OpenAI is moving closer to owning more of the hardware stack behind its AI systems. According to a Reuters report released Monday, the ChatGPT creator is in the final stages of designing a long-rumored AI processor intended to reduce its reliance on Nvidia hardware.
The chip has not been formally announced. Its full capabilities, technical specifications, and exact schedule remain unknown. But the reported plan points to a clear strategic goal: OpenAI wants more control over the infrastructure that powers its models.
A custom chip built around leverage
OpenAI reportedly plans to send its chip designs to Taiwan Semiconductor Manufacturing Co. (TSMC) for fabrication within the next few months. TSMC is also the company that produces Nvidia’s chips, which makes it a central player in the AI hardware supply chain.
The near-term goal is not necessarily to replace Nvidia overnight. The more immediate value may be strategic. A chip design OpenAI controls could give the company more leverage when negotiating with suppliers, while also creating a path toward greater independence over time.
That matters because Nvidia has become the dominant supplier of high-powered GPUs for data center use, including hardware such as the Blackwell series. For companies building large AI systems, access to these processors is a major operational concern.
OpenAI is not alone in exploring custom silicon. Microsoft, Amazon, Google, and Meta have also built AI acceleration chips, with motivations that include lowering costs and easing shortages in Nvidia-supplied hardware.
What the first OpenAI AI processor is expected to do
The first version of OpenAI’s chip will reportedly be aimed mainly at running AI models, a workload often called “inference.” That is different from training, the process of building or improving models, which typically requires very large amounts of compute.
Focusing first on inference would make sense for limited deployment across the company. Running models is a recurring demand for a chatbot maker, and even a partial shift in that workload could help OpenAI test its own hardware in real operating conditions.
The chip is expected to include high-bandwidth memory and networking features similar to those found in Nvidia’s processors. Those details suggest the project is not just about making a generic processor. It is being designed for the data movement and connectivity needs that matter in AI systems.
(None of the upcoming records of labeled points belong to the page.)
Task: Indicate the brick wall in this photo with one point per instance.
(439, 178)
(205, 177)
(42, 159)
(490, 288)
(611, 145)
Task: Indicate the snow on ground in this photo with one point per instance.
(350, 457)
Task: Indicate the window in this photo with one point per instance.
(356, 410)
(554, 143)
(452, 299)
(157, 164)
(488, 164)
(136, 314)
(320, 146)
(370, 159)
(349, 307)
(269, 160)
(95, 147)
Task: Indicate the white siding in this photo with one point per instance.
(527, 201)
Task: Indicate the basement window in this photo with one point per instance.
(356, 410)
The reported timeline points to possible mass production at TSMC in 2026. Before that, the project must pass through tape-out and an initial manufacturing run. Reuters notes that those steps carry technical risk, and fixes could push the effort back by months.
The project is expensive and technically demanding
Designing an AI processor is a large investment before a finished chip ever reaches production. Industry experts told Reuters that a single version of this kind of processor could cost as much as $500 million to design.
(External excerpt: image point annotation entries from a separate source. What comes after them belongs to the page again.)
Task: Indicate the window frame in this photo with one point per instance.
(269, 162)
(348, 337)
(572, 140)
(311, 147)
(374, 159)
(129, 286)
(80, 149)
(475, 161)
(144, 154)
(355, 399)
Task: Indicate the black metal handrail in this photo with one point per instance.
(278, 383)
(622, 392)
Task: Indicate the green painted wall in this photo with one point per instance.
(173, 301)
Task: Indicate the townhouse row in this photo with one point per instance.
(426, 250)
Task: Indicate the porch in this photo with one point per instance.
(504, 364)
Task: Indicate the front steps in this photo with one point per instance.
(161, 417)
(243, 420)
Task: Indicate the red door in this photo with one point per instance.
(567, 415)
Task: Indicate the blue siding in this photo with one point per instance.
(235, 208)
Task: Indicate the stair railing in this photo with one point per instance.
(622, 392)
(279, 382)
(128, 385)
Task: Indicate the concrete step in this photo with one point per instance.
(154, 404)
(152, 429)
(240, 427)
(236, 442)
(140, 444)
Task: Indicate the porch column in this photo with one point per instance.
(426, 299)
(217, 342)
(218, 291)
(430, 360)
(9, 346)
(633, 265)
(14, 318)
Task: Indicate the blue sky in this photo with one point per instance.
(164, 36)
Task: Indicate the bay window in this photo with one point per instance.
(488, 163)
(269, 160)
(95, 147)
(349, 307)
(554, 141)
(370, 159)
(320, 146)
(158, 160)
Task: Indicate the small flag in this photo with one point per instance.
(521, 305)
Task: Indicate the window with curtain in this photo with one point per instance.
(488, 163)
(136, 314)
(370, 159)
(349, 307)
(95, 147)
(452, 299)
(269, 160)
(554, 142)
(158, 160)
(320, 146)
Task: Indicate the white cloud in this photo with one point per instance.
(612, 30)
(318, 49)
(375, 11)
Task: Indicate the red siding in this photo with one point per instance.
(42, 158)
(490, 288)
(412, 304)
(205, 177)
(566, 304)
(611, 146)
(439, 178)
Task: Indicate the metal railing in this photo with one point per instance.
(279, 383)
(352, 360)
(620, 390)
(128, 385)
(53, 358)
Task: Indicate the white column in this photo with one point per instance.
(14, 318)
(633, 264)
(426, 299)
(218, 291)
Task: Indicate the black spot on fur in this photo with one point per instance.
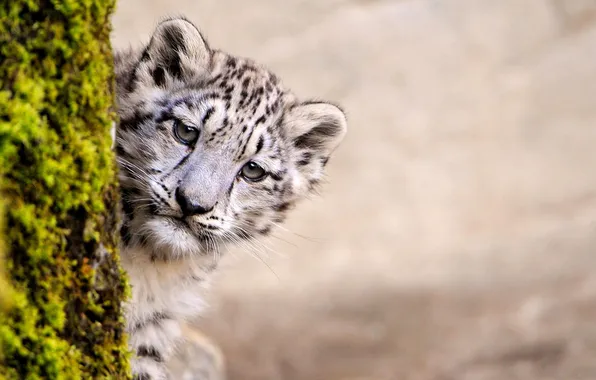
(149, 352)
(125, 234)
(207, 115)
(154, 319)
(145, 56)
(260, 120)
(174, 67)
(260, 144)
(315, 138)
(282, 207)
(175, 39)
(159, 76)
(305, 159)
(265, 231)
(134, 123)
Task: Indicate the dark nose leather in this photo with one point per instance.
(190, 208)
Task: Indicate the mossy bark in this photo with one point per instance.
(63, 316)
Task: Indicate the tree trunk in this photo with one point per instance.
(63, 317)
The total burden may be higher once the surrounding ecosystem is included. Supporting software and hardware could potentially double that amount, according to the same report.
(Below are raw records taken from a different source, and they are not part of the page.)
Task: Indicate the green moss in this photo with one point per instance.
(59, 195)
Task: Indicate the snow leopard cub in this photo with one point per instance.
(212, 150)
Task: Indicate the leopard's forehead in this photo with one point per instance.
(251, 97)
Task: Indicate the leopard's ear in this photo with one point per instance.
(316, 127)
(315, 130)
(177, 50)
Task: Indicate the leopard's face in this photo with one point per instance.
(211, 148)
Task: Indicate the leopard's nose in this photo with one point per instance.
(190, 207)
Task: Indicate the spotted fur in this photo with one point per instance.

The current OpenAI effort is reportedly led by Richard Ho, a former Google chip designer. Reuters says the project involves a team of 40 engineers working with Broadcom on the processor design.
That structure highlights the scale of the undertaking. OpenAI is not only working on a chip; it is also coordinating across design expertise, manufacturing, memory, networking, and future software support. Each layer affects whether the hardware becomes useful beyond a first experiment.
Why the timing matters
OpenAI’s chip work comes as major technology companies increase spending on AI infrastructure. Reuters notes that Microsoft plans to invest $80 billion in 2025, while Meta set aside $60 billion for the next year.
OpenAI has also been linked to a larger infrastructure push. Last month, OpenAI, working with SoftBank, Oracle, and MGX, announced the “Stargate” infrastructure project aimed at building new AI data centers in the US.
The chip project fits into that broader pattern. AI companies need more than models and applications; they need access to compute, data centers, manufacturing partners, and hardware roadmaps that can keep pace with demand.
Sam Altman’s chip ambitions have been visible for some time. In October 2023, Ars Technica covered a report about OpenAI’s intention to create its own AI accelerator chips. In early 2024, Altman also spent considerable time traveling around the world trying to raise up to a reported $7 trillion to increase world chip fabrication capacity.
A long game, not a quick exit from Nvidia
The first OpenAI chip, if it reaches production, is expected to have limited deployment. That means Nvidia hardware would likely remain important to OpenAI’s infrastructure in the near term.
Still, the direction is significant. A custom AI chip could become a negotiating tool, an internal platform, and the start of a hardware roadmap that OpenAI can refine through future iterations.
The biggest unknowns remain the same: what the chip can do, how well it performs, how quickly it can be manufactured, and whether the first tape-out works as planned. Until OpenAI formally announces the processor, the project remains defined by reporting rather than company confirmation.
But the shape of the strategy is now easier to see. OpenAI appears to be treating AI hardware as a core part of its future, not just a supply chain problem to manage.